Encounters with tawny nurse sharks underwater indicate a more docile demeanor than the similar nurse shark; usually divers are able to approach the sharks closely and even touch and play with them without incident. However, this species has been infrequently provoked into biting, and merits respect due to its strength, small but sharp teeth, and extremely powerful jaws. Tawny nurse sharks are favored attractions for ecotourist divers off Thailand, the Solomon Islands, and elsewhere. This species also adapts well to captivity and is displayed in public aquaria in Europe, the United States, Okinawa, and Singapore, where they may become tame enough to be hand-fed. An Australian woman was bitten while hand feeding them in 2018.

The tawny nurse shark is taken by commercial fisheries operating throughout its range, including off Pakistan, India, Thailand, and the Philippines; an exception is in Australian waters, where it is only taken in small numbers as bycatch. This shark is caught using demersal trawls, floating and fixed bottom gill nets, and on hook-and-line. The meat is sold fresh or dried and salted, the fins are used for shark fin soup, and the offal processed into fishmeal. In addition, the liver is a source of oil and vitamins, and the thick, tough skin is made into leather products. Off Queensland, Australia, the tawny nurse shark is valued by big-game anglers. When hooked, large individuals are tenacious opponents and are difficult to subdue due to their habit of spinning. They are also capable of spitting a powerful jet of water into the faces of their captors, making grunting noises in between jets (making the tawny shark one of the few species of sharks to produce a noise);whether this is a deliberate defensive behavior is uncertain.

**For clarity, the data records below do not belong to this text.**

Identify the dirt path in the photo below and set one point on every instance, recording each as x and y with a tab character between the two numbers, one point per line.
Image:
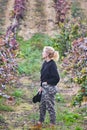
25	113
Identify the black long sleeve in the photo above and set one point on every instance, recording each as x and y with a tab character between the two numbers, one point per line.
49	73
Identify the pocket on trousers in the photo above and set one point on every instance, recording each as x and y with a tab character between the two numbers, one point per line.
52	90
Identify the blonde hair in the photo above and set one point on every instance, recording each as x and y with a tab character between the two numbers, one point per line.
52	54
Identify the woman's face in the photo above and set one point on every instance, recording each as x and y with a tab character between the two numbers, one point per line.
44	54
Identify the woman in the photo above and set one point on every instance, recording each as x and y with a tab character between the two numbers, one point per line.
49	80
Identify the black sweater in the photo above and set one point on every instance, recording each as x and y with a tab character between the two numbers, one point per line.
49	73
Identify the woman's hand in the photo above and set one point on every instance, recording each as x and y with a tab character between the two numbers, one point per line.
40	89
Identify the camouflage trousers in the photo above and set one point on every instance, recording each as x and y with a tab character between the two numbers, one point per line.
47	103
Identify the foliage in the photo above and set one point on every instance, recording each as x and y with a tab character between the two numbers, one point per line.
76	10
68	33
5	108
31	53
9	46
61	7
75	65
17	93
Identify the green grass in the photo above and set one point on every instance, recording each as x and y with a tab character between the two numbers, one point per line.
5	108
18	93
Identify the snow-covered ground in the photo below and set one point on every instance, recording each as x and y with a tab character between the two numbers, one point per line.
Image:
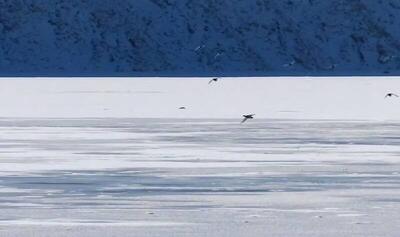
116	157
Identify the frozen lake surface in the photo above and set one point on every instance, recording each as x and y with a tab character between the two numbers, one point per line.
198	177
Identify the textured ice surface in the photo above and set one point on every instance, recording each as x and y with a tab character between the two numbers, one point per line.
80	158
198	177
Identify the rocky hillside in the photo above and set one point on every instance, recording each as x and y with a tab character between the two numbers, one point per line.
199	37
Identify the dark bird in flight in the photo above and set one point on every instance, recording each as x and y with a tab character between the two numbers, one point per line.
247	116
391	95
213	80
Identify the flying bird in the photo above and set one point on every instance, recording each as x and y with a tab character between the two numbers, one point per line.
213	80
247	116
391	95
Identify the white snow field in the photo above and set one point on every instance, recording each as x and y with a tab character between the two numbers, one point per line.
116	157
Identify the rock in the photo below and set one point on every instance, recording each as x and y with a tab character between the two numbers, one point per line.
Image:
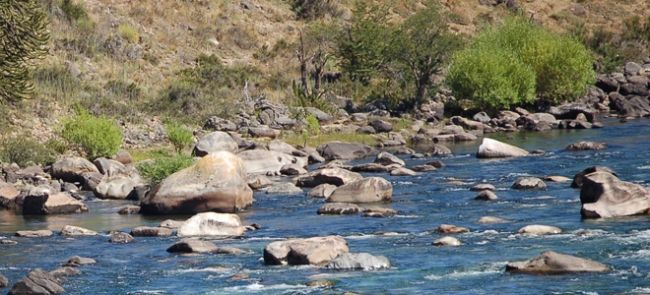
403	172
193	246
44	203
116	187
66	271
344	151
292	169
491	148
529	183
79	261
212	224
491	220
367	190
358	261
586	146
482	187
284	188
386	158
257	182
486	195
537	229
71	230
34	233
439	150
381	126
339	209
170	223
120	238
216	182
322	191
334	176
73	169
555	178
604	195
553	263
378	212
451	229
148	231
37	282
314	251
129	209
447	241
268	162
215	142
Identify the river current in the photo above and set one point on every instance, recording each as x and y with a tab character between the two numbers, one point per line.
423	202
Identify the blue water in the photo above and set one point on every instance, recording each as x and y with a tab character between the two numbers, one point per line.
423	202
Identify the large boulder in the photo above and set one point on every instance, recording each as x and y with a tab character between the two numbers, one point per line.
216	182
358	261
491	148
269	162
314	251
215	142
212	224
37	282
604	195
73	169
42	202
553	263
333	176
367	190
344	151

The International Union for Conservation of Nature (IUCN) has assessed the tawny nurse shark as Vulnerable worldwide, as it faces heavy fishing pressure and its low reproductive and dispersal rates limit the ability of over-exploited populations to recover. Furthermore, this shark's inshore habitat renders it susceptible to habitat degradation, destructive fishing practices (e.g. poisons and explosives, especially prevalent off Indonesia and the Philippines), and human harassment. Localized declines or extirpations of the tawny nurse shark have been documented off India and Thailand. Off Australia, this species has been assessed as of Least Concern, as there it is not targeted by fisheries.